On a souvent pensé que ce qui se vivait au temple allait rejaillir sur les maisons. C’est le contraire qui est plutôt vérifié : beaucoup d’empêchements, de blocages, de refus, de problèmes irrésolus dans la vie des Églises ont leurs racines dans les problèmes irrésolus à la maison, dans les couples et les familles. C’est là qu’il faut les reconnaître et les résoudre dans l’écoute de la volonté de Dieu, la repentance et l’obéissance de la foi. De même, tout apprentissage, tout progrès, toute victoire, toute bénédiction vécue dans la maison rejaillissent automatiquement sur la communauté chrétienne. Tout ce qui se vit dans les maisons, visible ou secret, influence la vie de l’Église. Les problèmes comme les bénédictions!
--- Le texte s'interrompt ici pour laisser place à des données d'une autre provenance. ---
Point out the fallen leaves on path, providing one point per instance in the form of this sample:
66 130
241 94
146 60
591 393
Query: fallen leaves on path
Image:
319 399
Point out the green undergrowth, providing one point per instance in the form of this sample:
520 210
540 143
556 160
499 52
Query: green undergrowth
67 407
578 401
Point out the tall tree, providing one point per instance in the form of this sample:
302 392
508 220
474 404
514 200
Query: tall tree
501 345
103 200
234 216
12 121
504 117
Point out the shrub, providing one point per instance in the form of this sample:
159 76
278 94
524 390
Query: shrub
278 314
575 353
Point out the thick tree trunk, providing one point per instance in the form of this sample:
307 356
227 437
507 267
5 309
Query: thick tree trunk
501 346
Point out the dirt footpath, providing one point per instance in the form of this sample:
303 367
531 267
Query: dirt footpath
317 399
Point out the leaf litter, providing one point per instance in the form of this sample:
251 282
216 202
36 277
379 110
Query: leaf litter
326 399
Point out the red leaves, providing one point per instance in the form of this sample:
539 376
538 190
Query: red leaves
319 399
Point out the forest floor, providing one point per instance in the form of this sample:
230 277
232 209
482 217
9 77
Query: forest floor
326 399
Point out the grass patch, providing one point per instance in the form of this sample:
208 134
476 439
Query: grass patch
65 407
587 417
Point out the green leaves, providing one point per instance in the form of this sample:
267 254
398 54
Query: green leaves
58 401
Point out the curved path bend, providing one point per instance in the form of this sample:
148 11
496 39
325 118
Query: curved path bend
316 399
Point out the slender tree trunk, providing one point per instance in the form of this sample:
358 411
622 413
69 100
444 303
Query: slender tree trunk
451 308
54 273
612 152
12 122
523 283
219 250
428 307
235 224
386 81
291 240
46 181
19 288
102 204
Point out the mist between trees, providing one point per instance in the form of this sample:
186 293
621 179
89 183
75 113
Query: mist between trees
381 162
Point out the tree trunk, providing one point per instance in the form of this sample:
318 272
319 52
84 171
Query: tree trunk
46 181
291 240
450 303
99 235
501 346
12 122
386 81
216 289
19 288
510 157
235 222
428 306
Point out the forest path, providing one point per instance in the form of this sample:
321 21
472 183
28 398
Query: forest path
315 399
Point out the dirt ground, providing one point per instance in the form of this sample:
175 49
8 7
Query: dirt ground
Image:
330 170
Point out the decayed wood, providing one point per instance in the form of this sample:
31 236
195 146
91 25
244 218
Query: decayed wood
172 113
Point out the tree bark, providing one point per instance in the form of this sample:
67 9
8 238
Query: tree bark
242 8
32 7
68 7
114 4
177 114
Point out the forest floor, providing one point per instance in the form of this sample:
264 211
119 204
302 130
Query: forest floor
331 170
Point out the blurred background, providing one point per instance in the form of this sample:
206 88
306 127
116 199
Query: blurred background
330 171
Au temps de Calvin, la prédication publique était suivie par la prédication privée : dans les maisons, pasteurs et anciens reprenaient les éléments de la prédication publique pour encourager les fidèles à mettre la Parole de Dieu en pratique dans leur vie (Mt 28.20). C’est cela que l’on appelle la discipline pastorale.
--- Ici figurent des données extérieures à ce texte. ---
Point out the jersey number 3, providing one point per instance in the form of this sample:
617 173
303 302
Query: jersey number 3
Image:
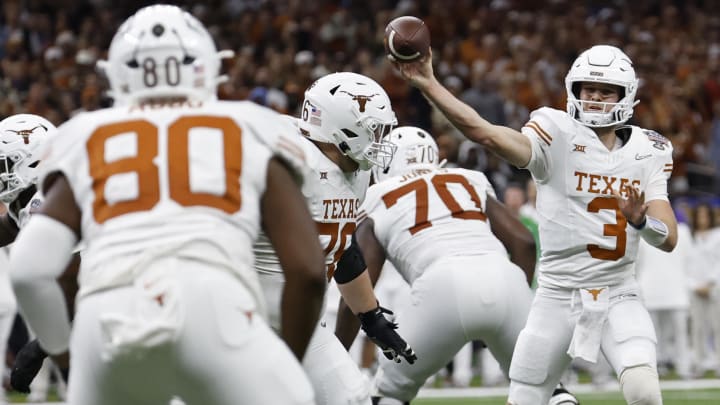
143 165
617 230
439 183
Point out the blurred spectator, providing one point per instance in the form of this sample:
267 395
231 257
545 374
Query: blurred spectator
704 278
663 281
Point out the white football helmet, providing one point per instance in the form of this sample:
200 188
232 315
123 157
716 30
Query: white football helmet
353 112
602 64
22 137
163 51
415 150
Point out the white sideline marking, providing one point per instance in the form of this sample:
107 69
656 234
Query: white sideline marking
484 392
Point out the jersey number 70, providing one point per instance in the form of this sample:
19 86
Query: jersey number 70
439 183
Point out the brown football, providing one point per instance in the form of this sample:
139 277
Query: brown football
407 39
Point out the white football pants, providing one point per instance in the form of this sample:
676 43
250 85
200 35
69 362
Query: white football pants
212 348
456 301
335 377
628 340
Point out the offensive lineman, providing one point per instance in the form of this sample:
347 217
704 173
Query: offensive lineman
344 118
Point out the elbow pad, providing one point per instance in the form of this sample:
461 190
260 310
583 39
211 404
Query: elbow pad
350 265
654 231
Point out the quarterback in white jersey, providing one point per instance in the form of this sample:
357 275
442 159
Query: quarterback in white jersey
168 190
344 118
602 185
433 225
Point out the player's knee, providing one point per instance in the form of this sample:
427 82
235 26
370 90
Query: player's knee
388 401
640 385
395 385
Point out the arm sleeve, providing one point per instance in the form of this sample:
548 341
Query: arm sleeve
542 132
40 298
660 173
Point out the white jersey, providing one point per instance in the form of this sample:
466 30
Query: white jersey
424 217
333 198
584 237
182 180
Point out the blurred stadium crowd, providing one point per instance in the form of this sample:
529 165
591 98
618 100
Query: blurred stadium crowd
503 57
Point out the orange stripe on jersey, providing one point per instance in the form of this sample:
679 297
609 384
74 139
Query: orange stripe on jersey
541 132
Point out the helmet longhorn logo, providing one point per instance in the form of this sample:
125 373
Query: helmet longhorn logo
25 133
361 99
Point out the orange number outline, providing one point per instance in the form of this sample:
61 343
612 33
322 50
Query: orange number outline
339 239
617 230
148 173
439 182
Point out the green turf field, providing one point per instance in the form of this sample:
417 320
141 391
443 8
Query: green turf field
685 397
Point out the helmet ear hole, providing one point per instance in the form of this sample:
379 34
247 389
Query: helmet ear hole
349 133
576 89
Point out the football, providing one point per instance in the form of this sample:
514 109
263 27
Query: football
407 39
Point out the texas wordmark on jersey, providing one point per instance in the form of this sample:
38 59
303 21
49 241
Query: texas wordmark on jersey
585 239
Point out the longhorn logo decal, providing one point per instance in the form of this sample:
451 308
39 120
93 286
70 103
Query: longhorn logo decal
362 100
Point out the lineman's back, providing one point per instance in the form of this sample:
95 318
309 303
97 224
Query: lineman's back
179 178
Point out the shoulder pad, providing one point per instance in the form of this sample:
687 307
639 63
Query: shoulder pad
658 141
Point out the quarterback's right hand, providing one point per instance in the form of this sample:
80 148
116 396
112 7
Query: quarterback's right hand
419 73
27 364
382 333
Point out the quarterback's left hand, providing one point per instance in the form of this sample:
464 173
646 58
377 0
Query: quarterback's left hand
382 333
633 207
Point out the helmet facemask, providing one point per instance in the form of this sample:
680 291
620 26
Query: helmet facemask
415 151
608 65
22 139
352 112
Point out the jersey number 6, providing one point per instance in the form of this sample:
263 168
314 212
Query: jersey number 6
147 173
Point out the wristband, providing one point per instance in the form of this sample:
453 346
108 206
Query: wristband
654 231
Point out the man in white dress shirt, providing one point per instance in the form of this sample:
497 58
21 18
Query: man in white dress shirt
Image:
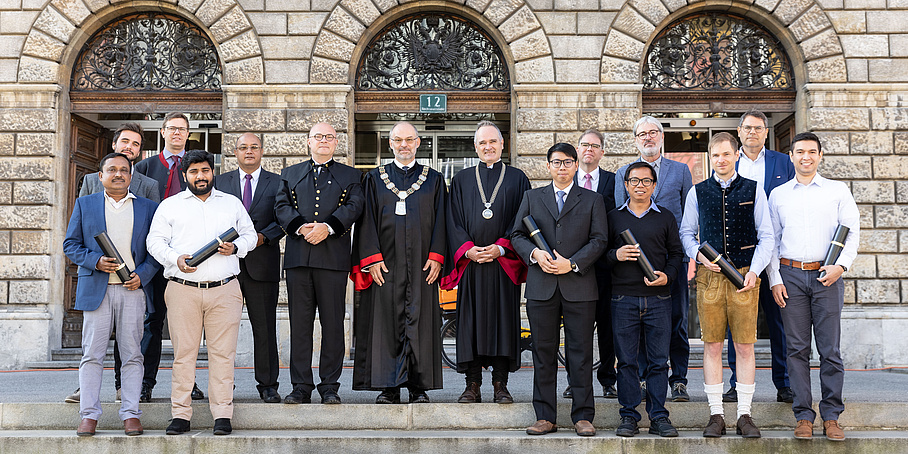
206 296
805 214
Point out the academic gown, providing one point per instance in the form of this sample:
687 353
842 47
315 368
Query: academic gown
488 294
397 325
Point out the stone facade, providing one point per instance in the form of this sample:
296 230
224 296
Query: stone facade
574 64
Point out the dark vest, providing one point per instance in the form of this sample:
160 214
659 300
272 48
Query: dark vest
727 218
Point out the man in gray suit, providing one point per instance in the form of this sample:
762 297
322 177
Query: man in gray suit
128 141
671 192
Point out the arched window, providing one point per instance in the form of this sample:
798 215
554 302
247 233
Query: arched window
432 51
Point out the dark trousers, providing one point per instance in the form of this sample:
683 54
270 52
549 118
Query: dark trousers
545 318
154 332
261 306
631 316
777 342
810 305
308 289
679 349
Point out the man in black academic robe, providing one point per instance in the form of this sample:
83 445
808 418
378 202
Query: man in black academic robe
398 255
486 269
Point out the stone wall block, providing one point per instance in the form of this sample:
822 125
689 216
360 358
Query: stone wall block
326 71
54 24
537 70
342 23
845 167
891 216
29 292
231 24
519 24
546 120
830 69
33 193
253 120
878 241
873 191
240 47
617 70
334 47
43 46
620 45
894 167
633 24
248 71
533 45
877 291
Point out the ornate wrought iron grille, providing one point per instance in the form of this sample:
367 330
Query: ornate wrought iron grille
148 52
716 52
432 52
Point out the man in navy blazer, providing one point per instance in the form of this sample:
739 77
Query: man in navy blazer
105 299
769 169
671 192
260 271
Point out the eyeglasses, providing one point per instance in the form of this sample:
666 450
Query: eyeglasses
562 163
409 140
647 182
757 129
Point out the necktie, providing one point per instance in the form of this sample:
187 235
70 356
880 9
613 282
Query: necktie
173 178
247 192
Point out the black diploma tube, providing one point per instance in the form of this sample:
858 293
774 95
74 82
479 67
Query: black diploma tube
536 235
110 250
643 261
212 248
835 247
729 271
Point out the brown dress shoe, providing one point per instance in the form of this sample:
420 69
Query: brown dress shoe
833 431
541 427
471 395
715 428
746 427
584 428
87 427
132 426
502 396
804 430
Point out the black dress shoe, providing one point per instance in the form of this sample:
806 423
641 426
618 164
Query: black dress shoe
330 398
196 393
177 426
270 396
222 426
785 395
298 396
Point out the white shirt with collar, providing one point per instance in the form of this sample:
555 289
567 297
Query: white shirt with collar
184 223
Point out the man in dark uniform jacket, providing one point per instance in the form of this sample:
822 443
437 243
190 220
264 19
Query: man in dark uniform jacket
317 203
260 271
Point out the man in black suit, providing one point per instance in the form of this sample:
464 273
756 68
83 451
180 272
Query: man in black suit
260 271
317 203
572 220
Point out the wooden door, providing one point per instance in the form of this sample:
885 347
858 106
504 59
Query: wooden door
89 142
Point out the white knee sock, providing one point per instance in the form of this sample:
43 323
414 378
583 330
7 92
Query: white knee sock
714 397
745 397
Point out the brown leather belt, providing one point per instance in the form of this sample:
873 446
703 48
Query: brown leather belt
806 266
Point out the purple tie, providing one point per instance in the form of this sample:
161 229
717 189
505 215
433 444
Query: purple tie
247 192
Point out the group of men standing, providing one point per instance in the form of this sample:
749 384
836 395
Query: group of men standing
391 232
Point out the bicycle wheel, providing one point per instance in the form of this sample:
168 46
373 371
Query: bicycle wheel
449 343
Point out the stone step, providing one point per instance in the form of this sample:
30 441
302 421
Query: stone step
466 441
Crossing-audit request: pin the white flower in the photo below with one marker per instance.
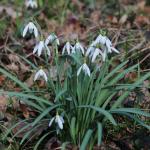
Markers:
(90, 51)
(67, 48)
(95, 54)
(39, 74)
(79, 47)
(52, 38)
(85, 69)
(40, 47)
(105, 43)
(99, 52)
(31, 28)
(31, 3)
(58, 119)
(100, 39)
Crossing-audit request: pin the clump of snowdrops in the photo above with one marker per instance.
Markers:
(81, 94)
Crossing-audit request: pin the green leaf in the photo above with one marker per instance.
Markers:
(72, 128)
(63, 147)
(99, 126)
(40, 140)
(44, 114)
(86, 139)
(107, 114)
(130, 110)
(16, 80)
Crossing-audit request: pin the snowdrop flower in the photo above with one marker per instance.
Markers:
(58, 120)
(52, 38)
(85, 69)
(39, 74)
(31, 3)
(109, 46)
(31, 28)
(105, 43)
(68, 47)
(40, 47)
(100, 39)
(99, 52)
(79, 47)
(90, 51)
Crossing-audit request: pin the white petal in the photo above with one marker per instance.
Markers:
(40, 47)
(35, 32)
(48, 50)
(95, 54)
(86, 70)
(25, 31)
(79, 70)
(90, 50)
(36, 76)
(35, 49)
(73, 49)
(51, 121)
(115, 50)
(57, 41)
(103, 54)
(60, 124)
(108, 45)
(63, 51)
(44, 76)
(62, 120)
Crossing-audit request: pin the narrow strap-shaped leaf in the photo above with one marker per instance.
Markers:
(16, 80)
(86, 139)
(99, 126)
(72, 128)
(44, 114)
(40, 140)
(131, 110)
(20, 94)
(107, 114)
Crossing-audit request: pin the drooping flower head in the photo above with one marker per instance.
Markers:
(31, 4)
(52, 38)
(85, 69)
(40, 74)
(67, 48)
(40, 46)
(58, 120)
(78, 47)
(31, 28)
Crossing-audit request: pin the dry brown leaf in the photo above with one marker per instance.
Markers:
(10, 11)
(123, 19)
(13, 58)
À la maison ne signifie pas que celle-ci soit plus importante que l’Église. En un sens, l’Église est plus importante… Mais c’est à la maison que la vie chrétienne doit s’apprendre et s’appliquer premièrement. L’apôtre Paul le dit à Timothée assez clairement : « Il faut que l’ancien dirige bien sa propre maison, […] car si quelqu’un ne sait pas diriger sa propre maison, comment prendra-t-il soin de l’Église de Dieu? » (1 Tm 3.4-5). On est loin du tabou sur la vie privée que l’on observe aujourd’hui! Ce tabou peut constituer un très sérieux obstacle au développement de l’Église. L’interdit qui causa la défaite du peuple d’Israël devant la ville d’Aï était caché sous le tapis d’une tente et personne ne le savait (Jos 7.8-13)1.
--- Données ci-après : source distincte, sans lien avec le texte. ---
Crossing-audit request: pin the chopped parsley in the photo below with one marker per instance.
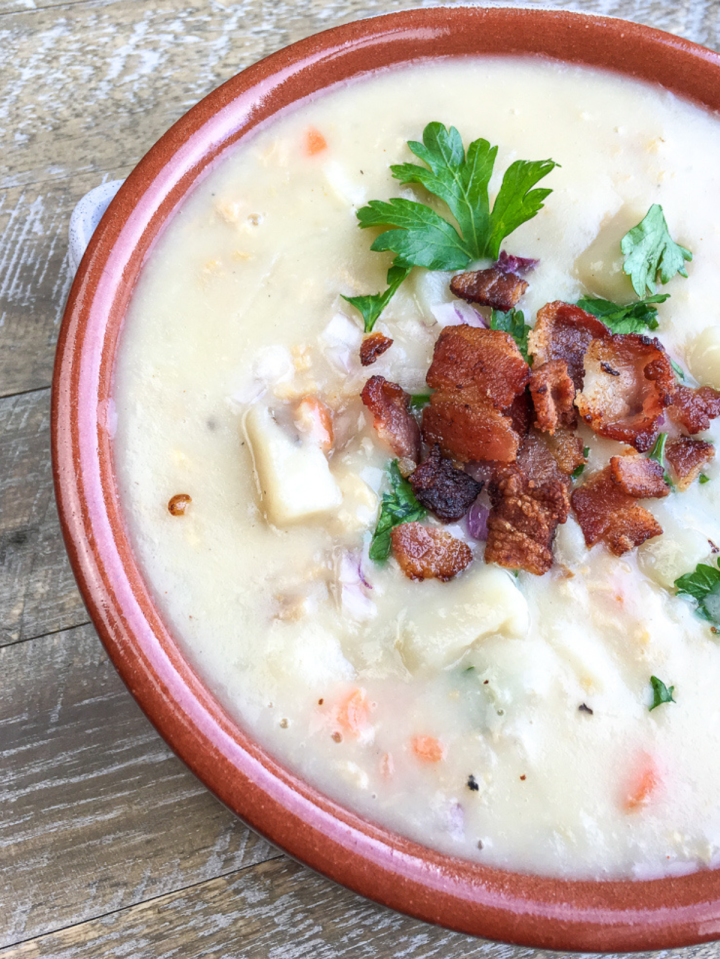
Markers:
(703, 584)
(398, 506)
(633, 318)
(372, 305)
(420, 236)
(661, 693)
(419, 400)
(649, 249)
(657, 453)
(512, 322)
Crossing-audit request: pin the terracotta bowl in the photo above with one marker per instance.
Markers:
(372, 861)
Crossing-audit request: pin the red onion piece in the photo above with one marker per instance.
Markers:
(457, 314)
(520, 265)
(477, 521)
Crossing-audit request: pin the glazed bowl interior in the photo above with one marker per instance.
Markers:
(392, 870)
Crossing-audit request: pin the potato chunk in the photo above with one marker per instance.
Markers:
(294, 477)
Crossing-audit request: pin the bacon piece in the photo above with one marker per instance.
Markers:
(529, 499)
(564, 332)
(442, 488)
(607, 513)
(629, 382)
(693, 409)
(688, 458)
(487, 361)
(425, 552)
(373, 346)
(520, 413)
(553, 394)
(494, 287)
(395, 425)
(567, 448)
(639, 477)
(469, 428)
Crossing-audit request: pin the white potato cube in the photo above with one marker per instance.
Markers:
(448, 618)
(704, 358)
(294, 477)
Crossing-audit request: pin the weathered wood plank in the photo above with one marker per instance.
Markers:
(37, 589)
(276, 910)
(97, 813)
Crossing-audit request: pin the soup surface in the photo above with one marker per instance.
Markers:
(503, 718)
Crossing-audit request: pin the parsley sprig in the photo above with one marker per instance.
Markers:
(661, 693)
(703, 585)
(633, 318)
(649, 249)
(398, 506)
(420, 236)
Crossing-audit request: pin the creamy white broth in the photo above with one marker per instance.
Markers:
(238, 310)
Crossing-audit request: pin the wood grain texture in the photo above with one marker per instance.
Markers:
(97, 812)
(108, 846)
(276, 910)
(37, 589)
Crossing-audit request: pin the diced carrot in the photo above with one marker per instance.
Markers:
(314, 418)
(428, 749)
(315, 142)
(642, 784)
(353, 712)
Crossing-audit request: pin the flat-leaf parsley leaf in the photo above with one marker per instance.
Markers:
(633, 318)
(420, 236)
(512, 322)
(649, 249)
(703, 584)
(398, 506)
(661, 693)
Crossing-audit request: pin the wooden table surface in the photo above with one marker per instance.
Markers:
(108, 845)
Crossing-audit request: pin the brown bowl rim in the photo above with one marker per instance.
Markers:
(383, 866)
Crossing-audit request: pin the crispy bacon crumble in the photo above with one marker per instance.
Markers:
(529, 500)
(395, 425)
(639, 477)
(425, 552)
(693, 409)
(442, 488)
(564, 332)
(494, 287)
(553, 394)
(628, 383)
(605, 512)
(687, 459)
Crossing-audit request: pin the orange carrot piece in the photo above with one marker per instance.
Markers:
(315, 142)
(428, 749)
(314, 418)
(642, 785)
(353, 712)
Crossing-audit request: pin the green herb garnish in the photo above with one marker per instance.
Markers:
(704, 586)
(661, 693)
(419, 400)
(578, 471)
(512, 322)
(649, 249)
(398, 506)
(372, 305)
(633, 318)
(422, 237)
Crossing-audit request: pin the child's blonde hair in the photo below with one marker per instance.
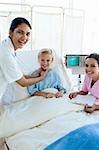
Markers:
(46, 51)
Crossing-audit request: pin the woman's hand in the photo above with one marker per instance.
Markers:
(49, 95)
(89, 109)
(73, 95)
(59, 94)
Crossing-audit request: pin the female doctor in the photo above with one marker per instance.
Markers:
(19, 34)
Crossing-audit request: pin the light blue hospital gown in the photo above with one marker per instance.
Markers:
(52, 80)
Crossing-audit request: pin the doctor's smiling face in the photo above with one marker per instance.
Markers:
(19, 32)
(92, 67)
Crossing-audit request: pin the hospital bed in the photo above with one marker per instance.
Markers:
(34, 122)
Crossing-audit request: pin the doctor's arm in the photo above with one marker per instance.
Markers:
(24, 82)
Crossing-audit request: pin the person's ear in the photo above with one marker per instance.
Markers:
(10, 33)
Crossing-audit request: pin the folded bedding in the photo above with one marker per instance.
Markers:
(84, 138)
(32, 112)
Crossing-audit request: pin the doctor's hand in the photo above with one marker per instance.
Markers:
(59, 94)
(49, 95)
(44, 73)
(90, 109)
(73, 95)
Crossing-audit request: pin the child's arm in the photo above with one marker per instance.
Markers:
(74, 94)
(59, 93)
(90, 109)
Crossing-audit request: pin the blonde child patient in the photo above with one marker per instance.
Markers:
(52, 80)
(91, 81)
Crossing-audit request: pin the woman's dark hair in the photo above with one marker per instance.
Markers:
(17, 21)
(94, 56)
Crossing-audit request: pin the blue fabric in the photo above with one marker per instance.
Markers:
(52, 80)
(84, 138)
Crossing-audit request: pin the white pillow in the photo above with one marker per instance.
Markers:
(32, 112)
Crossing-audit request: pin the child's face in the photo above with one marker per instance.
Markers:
(45, 60)
(92, 68)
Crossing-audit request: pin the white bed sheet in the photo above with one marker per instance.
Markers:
(39, 137)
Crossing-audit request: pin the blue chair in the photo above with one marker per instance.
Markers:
(84, 138)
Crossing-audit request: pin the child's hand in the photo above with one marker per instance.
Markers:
(59, 94)
(44, 73)
(89, 109)
(73, 95)
(49, 95)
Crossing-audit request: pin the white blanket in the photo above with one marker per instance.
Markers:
(39, 137)
(32, 112)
Nul n’ignore les liens forts qui existent entre le domaine familial et la vie de la communauté. Il y a là des héritages, des pouvoirs, des attachements qui s’avèrent intouchables et qui peuvent peser sur l’Église, la verrouiller, miner son unité, incliner ses choix. L’Église alors peut devenir un club sympathique où on aime se retrouver, qui invite le Seigneur quand ça lui plaît… C’est un sujet délicat, mais qui ne devrait pas devenir tabou. Pour que l’Église soit sanctifiée, il faut que les maisons le soient. Ici comme là, le Seigneur doit être placé en premier, de telle sorte que les sentiments et les passions ne prédominent pas. Jésus donne à cet égard un exemple éloquent : nous le voyons tout à la fois respectueux pour sa famille et soucieux de ne pas dépendre d’elle pour ce qui est de sa fidélité à son Père (Mt 10.37; Lc 2.48-52; 11.27-28; Jn 2.3-4; 19.26-27).
L’Église n’est pas une réalité située à côté des maisons : l’Église est le prolongement direct de ce qui se vit dans les maisons. Ainsi, je me demande si on peut réellement prier au temple, chanter des cantiques et écouter la Parole de Dieu, si on ne l’a pas d’abord fait à la maison, tout seul ou en famille. Peu de chrétiens imaginent à quel point le culte rendu à Dieu serait différent (y compris la prédication) si chacun s’était déjà mis à genoux chez lui, avant de se réunir avec les frères et les sœurs.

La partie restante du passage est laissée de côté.